Iraq did not prove an uplifting experience for many in 3 Para. The Iraqis themselves seemed feckless and ungrateful. Martin Taylor had, like Farmer, turned his back on a conventional, modern career. After a media studies degree at Sussex University he spent two and a half years working for a recruiting consultancy and commuting to London from Kent every day. His family and friends were surprised when, restless with his life, he started talking about the army. ‘But the more I looked into it the more I heard people saying, “I can see you doing that sort of thing.”’ He initially applied for the Royal Artillery but after his second term decided he wanted to join the Parachute Regiment.
He too spent his first operation patrolling the border. Taylor was cheerful, good natured and inclined to think the best of people, but he found it ‘an enormously frustrating chore. For some reason the Iraqis just did not want to help themselves. It was frustrating just watching these guys living in squalor.’

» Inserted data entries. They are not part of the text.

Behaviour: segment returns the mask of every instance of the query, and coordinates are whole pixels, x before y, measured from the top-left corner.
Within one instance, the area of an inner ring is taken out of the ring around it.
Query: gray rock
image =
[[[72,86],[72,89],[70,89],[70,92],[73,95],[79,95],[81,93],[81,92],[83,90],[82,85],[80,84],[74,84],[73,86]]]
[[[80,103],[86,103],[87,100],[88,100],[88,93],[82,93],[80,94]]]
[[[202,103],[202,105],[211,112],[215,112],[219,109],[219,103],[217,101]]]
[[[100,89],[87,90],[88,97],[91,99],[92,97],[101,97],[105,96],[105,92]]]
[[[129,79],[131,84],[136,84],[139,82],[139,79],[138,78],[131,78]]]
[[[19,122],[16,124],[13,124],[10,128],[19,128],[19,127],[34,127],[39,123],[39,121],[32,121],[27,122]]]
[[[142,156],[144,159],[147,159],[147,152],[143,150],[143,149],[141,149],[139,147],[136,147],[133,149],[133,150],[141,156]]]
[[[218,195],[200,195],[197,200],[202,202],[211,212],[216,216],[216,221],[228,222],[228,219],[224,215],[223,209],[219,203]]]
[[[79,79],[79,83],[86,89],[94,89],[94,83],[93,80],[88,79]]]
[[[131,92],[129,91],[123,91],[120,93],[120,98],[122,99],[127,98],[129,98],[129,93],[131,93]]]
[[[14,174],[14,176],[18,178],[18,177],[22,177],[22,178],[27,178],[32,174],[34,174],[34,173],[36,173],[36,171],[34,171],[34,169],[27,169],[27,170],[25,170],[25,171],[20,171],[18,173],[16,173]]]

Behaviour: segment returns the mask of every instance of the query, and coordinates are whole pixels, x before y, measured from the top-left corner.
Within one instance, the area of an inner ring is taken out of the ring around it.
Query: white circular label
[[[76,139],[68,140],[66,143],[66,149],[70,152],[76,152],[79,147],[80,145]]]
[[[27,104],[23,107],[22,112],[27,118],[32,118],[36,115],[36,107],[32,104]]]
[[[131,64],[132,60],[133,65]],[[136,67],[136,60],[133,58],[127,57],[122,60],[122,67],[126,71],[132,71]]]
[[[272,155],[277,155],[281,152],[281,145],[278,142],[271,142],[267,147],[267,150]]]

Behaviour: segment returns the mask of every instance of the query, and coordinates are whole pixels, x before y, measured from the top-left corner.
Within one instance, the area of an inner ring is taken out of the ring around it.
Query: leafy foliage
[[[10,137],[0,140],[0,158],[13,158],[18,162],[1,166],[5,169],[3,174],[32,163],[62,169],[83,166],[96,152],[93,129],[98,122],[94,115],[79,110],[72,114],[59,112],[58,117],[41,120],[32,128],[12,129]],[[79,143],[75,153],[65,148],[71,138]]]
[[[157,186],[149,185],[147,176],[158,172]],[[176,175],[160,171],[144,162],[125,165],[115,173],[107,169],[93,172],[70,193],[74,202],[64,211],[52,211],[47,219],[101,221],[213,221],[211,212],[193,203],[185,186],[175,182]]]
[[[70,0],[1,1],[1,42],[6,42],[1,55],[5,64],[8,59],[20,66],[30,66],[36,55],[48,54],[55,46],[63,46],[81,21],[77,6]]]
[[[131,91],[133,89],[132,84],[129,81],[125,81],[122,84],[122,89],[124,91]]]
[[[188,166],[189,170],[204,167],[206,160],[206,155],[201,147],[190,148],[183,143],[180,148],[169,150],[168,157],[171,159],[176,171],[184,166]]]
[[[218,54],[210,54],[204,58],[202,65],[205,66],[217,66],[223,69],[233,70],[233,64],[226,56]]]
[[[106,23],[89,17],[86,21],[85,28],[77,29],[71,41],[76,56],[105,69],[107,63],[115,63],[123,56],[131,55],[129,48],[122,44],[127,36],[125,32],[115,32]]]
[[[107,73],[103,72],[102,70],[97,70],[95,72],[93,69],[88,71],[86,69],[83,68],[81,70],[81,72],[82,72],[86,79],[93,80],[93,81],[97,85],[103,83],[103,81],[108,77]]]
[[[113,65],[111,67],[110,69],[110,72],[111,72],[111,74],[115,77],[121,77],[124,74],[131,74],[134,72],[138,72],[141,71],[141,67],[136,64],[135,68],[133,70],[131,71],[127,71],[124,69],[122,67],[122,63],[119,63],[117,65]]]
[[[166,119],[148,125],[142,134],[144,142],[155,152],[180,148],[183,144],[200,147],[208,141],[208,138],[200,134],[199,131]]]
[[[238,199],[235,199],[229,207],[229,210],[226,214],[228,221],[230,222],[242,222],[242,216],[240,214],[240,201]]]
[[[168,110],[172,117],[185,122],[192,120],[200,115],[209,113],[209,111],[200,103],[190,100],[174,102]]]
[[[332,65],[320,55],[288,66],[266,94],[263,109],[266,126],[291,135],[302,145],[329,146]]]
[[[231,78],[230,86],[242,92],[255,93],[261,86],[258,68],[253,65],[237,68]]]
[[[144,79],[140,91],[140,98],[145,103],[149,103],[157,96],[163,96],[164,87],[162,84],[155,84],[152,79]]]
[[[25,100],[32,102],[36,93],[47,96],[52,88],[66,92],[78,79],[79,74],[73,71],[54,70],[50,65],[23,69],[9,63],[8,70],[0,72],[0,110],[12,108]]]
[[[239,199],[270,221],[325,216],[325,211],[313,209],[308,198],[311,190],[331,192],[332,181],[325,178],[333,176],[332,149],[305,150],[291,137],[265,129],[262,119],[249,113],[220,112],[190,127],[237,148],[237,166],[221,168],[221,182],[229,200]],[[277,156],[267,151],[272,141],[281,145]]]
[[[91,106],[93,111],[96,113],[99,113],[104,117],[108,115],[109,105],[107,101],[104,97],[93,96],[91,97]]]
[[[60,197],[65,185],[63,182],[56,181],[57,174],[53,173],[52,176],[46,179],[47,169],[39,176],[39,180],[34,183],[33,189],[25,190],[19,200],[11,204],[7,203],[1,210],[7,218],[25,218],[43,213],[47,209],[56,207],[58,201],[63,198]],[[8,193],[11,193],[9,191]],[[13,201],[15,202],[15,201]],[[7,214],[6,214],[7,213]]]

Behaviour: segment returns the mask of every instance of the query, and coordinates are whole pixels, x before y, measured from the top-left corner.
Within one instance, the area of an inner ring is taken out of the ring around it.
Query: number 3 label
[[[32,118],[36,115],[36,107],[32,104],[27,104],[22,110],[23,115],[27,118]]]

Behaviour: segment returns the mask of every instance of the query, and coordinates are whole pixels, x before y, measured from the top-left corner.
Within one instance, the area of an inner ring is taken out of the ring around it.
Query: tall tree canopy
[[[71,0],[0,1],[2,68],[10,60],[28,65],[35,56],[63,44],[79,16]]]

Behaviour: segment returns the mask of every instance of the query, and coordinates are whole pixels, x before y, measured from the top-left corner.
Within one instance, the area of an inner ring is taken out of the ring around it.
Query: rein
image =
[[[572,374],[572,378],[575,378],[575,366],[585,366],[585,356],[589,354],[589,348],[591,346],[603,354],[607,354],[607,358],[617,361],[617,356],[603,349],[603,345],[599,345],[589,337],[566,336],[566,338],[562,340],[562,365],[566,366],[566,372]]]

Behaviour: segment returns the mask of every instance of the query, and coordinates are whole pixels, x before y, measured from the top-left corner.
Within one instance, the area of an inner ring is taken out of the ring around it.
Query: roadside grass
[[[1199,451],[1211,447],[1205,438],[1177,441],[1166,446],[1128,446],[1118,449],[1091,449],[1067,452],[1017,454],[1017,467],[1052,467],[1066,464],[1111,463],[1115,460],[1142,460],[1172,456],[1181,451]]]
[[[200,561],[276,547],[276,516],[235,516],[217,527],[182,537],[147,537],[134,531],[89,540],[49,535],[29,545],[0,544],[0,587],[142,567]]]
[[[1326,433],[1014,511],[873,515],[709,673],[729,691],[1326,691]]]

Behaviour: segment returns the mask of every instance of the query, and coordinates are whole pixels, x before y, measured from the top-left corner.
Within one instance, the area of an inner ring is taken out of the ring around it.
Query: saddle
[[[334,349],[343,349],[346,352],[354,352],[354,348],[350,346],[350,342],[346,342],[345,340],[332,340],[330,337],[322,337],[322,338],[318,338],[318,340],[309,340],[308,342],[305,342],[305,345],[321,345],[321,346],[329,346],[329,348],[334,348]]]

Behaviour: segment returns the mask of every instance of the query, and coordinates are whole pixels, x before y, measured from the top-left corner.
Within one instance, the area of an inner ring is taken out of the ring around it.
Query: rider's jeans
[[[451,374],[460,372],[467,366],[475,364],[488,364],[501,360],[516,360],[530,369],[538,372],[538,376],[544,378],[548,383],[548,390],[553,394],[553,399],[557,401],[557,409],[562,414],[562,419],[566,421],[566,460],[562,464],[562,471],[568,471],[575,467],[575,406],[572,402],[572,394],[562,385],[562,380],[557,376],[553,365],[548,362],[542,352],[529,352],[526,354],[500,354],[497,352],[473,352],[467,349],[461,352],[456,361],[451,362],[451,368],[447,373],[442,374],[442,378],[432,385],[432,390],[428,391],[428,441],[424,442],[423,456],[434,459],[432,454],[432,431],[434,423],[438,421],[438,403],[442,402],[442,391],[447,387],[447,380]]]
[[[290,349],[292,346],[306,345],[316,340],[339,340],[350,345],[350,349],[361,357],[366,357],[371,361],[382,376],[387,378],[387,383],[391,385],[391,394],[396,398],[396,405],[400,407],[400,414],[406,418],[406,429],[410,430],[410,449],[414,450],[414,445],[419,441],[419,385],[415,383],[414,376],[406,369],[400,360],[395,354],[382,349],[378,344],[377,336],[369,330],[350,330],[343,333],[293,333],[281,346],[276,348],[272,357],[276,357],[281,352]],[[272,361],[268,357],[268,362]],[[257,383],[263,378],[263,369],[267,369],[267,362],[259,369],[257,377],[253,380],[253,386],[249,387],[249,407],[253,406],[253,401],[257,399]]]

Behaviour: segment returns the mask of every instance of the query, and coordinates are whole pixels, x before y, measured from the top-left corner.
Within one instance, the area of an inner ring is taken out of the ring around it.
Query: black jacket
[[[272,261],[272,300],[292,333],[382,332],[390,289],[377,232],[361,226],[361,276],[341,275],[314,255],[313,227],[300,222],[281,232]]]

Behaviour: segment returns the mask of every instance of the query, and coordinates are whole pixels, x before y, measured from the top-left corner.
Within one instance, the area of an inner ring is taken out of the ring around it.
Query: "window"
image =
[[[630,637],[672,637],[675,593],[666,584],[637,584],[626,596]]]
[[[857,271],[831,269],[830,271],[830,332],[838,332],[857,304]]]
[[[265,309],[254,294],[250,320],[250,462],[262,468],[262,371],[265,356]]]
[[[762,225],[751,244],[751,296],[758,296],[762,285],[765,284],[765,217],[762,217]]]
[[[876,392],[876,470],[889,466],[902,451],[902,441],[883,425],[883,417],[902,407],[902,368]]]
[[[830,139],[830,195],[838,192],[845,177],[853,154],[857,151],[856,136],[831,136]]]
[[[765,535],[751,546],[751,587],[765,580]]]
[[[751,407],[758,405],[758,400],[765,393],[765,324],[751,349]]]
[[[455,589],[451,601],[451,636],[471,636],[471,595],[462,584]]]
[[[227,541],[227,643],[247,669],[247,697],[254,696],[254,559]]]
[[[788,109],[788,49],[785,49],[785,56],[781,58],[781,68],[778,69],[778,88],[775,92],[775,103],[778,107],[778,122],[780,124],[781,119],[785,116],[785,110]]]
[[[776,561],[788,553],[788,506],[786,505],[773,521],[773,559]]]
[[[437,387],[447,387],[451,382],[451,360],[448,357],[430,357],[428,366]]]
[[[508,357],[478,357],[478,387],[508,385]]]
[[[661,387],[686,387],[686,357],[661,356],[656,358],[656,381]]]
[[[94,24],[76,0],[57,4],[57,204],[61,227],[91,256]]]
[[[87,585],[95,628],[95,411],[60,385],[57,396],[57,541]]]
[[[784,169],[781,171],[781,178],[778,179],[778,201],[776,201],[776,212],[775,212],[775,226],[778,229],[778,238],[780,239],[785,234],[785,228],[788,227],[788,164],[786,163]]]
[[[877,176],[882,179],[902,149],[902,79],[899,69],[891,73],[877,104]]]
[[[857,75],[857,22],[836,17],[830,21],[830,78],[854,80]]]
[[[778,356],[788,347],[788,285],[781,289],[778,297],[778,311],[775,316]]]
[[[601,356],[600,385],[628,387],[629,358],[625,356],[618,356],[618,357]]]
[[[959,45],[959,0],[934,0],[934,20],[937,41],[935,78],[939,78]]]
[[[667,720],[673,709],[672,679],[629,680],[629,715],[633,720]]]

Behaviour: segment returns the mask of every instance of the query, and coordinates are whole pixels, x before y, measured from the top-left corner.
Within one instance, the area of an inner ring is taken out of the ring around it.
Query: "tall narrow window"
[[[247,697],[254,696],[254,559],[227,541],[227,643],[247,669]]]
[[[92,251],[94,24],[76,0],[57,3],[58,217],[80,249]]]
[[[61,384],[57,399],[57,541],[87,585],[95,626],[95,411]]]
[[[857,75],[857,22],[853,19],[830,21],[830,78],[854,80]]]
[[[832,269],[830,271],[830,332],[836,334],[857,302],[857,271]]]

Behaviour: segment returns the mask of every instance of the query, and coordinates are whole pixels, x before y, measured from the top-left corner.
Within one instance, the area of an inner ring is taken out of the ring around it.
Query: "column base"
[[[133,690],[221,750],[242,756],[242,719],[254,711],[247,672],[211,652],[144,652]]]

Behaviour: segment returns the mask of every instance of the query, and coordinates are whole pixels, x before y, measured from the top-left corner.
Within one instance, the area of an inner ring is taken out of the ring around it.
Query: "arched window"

If there was a lesson to be learned from Iraq, it was how not to do things. Stuart Tootal had watched the aftermath of the triumph of America’s ‘shock and awe’ strategy with an expert eye and increasing dismay. He believed that ‘our approach was fundamentally wrong. We rather assumed that once we’d finished the fighting it was merely a case of putting a new government in place, and we underestimated the difficulty of winning over the consent of the people for that regime. What we failed to achieve from the outset was proper security, and [we] stood by allowing a lot of looting to go ahead. And then we didn’t improve the lot of the people.’
Tootal’s background in counter-insurgency studies convinced him that there was much in Britain’s imperial past that could be applied to the present. He was impressed with the example of General Sir Gerald Templer, the high commissioner appointed by Churchill in 1952 to find a solution to the communist uprising known as the Malayan Emergency. It was something he shared with another British officer, Lieutenant General David Richards, who had been appointed commander of ISAF (the International Security Assistance Force in Afghanistan), which was due to take over the whole NATO (North Atlantic Treaty Organisation) operation in Afghanistan from the Americans. Templer had wielded complete control of every aspect of military and civilian life in Malaya and had devised an intricate committee system that integrated counterinsurgency operations with the reconstruction effort. He once declared: ‘the answer lies not in pouring more troops into the jungle, but in the hearts and minds of the people’, thereby coining a phrase that would echo through counter-insurgency operations ever after.
The political situation in Afghanistan, which had a democratically elected government under President Karzai, would not allow such overt control. But there was one aspect of Templer’s approach in Malaya which could be applied without offending political sensitivities. This was the application of the ‘ink spot’ theory. It held that the best way of tackling an insurgency was to concentrate on securing specific towns and improving local services, including schools, hospitals, sewerage, water, roads and electricity. Life would then be so good that no one would want to support the rebels and the uprising would wither away.
John Reid had presented the situation in Afghanistan as another emergency.